An equally crucial component is the discrete tokenizer designed for time-series data. This tokenizer prioritizes reconstruction accuracy over compression—essential for time-series data typically under 1000 points—and integrates time-series tokens directly into LLM vocabularies. Various tokenization strategies are explored, including vector quantization and residual vector quantization, but the simple discrete tokenizer provides near-perfect reconstruction without requiring training, mitigating potential out-of-distribution issues.
Figure 1: Overview of the TS Instruct Dataset construction followed by the Chat-TS models for time-series reasoning.
Integrative Training Strategy
The paper outlines a dual-dataset instruction tuning strategy combining multimodal TS Instruct data with a curated subset of text-based Open Orca instruction data. This integration bolsters multimodal reasoning capabilities while preserving language proficiency. Two primary initialization methods are tested: mean initialization of embeddings based on text tokens and pre-training of the embedding and final linear layers with time-series data. By strategically unfreezing specific model components, the training approach retains the inherent strengths of LLMs while enhancing them for multimodal contexts.
Experimental Results
Chat-TS demonstrates state-of-the-art performance in multi-modal reasoning tasks, improving time-series reasoning capabilities by approximately 13% on controlled benchmarks. The extensive experiments showcase how integrating time-series with text into LLMs boosts performance while maintaining general natural language strengths. Evaluations against several model variants highlight the effectiveness of the tokenization and training strategy, showing superior robustness and instruction-following abilities compared to existing methodologies.

Figure 2: Tokenizer compression ratio vs reconstruction error.
Figure 3: Performance of each model on the TS-Instruct QA dataset across prompt variations. Statistical significance between LLama 3.1-8B, OrcaTS, and PreOrcaTS is indicated by * (p-value < 0.05).
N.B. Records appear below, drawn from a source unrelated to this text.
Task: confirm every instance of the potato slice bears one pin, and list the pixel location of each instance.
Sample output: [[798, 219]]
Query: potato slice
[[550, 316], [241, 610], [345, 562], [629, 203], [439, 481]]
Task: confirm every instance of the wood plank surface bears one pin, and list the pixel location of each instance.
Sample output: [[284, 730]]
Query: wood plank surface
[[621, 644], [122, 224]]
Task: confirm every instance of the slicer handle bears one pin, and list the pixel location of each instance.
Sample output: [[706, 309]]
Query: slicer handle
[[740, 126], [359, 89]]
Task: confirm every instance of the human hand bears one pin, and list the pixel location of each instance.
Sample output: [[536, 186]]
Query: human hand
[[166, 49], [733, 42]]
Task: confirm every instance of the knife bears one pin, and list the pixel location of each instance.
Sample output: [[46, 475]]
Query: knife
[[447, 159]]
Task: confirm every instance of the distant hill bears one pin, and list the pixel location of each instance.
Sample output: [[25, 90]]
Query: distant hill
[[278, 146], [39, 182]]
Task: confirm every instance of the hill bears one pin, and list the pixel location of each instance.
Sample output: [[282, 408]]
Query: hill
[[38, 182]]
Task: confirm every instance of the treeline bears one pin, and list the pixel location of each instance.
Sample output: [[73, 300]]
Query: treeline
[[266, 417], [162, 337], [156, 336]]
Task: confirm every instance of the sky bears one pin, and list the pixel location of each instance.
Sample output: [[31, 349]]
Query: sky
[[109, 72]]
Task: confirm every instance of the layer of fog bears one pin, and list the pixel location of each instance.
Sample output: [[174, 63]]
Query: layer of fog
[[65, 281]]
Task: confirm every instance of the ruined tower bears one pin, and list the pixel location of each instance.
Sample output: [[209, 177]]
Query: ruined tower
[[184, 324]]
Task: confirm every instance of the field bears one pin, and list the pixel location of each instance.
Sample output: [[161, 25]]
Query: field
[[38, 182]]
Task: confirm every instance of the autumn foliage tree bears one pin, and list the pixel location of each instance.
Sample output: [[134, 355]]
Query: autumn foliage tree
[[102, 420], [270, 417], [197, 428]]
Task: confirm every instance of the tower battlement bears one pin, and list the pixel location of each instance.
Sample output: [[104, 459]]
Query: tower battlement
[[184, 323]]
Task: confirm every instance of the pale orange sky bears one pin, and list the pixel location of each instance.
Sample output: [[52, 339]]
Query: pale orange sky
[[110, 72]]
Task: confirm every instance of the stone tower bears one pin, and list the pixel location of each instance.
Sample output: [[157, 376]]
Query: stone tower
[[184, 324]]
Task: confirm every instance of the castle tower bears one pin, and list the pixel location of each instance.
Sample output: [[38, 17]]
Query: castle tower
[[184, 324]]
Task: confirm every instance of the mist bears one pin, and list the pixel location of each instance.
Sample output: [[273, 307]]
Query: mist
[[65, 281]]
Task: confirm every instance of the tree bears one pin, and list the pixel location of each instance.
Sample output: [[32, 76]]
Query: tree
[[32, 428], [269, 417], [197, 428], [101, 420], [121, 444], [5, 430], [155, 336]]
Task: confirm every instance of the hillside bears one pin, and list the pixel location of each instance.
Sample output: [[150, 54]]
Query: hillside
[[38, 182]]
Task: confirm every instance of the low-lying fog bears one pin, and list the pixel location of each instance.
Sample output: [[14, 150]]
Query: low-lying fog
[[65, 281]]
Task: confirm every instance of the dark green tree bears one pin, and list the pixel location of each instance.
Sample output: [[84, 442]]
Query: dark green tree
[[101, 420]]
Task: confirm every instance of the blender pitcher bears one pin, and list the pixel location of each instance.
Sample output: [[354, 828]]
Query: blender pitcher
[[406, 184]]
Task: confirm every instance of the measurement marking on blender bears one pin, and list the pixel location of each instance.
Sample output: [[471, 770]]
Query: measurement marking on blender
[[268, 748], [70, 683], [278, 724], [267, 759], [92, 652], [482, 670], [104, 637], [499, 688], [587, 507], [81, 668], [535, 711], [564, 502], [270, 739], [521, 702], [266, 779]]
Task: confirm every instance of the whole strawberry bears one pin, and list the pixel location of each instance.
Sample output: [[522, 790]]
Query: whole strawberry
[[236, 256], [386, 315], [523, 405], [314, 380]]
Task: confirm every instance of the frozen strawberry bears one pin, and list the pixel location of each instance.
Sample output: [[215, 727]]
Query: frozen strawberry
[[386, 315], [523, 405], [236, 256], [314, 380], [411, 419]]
Implications and Future Directions
The findings from Chat-TS have profound implications for practical applications requiring integrated analysis of time-series and language data. The enhanced reasoning capabilities make it suitable for applications ranging from financial forecasting to advanced clinical decision-making. The paper opens avenues for future research focused on overcoming limitations such as time-series generation, improved tokenizer designs that preserve numeric precision, and extending classification performance across varied tasks.
Conclusion
"Chat-TS: Enhancing Multi-Modal Reasoning Over Time-Series and Natural Language Data" (2503.10883) provides a pioneering framework that integrates LLMs with time-series reasoning without sacrificing language modeling capabilities. By offering new datasets, a tokenization model prioritizing reconstruction, and a strategic training process, Chat-TS sets a benchmark for future innovations in multi-modal time-series reasoning. Further research inspired by these findings can continue to refine and expand the capabilities of LLMs in diverse real-world applications.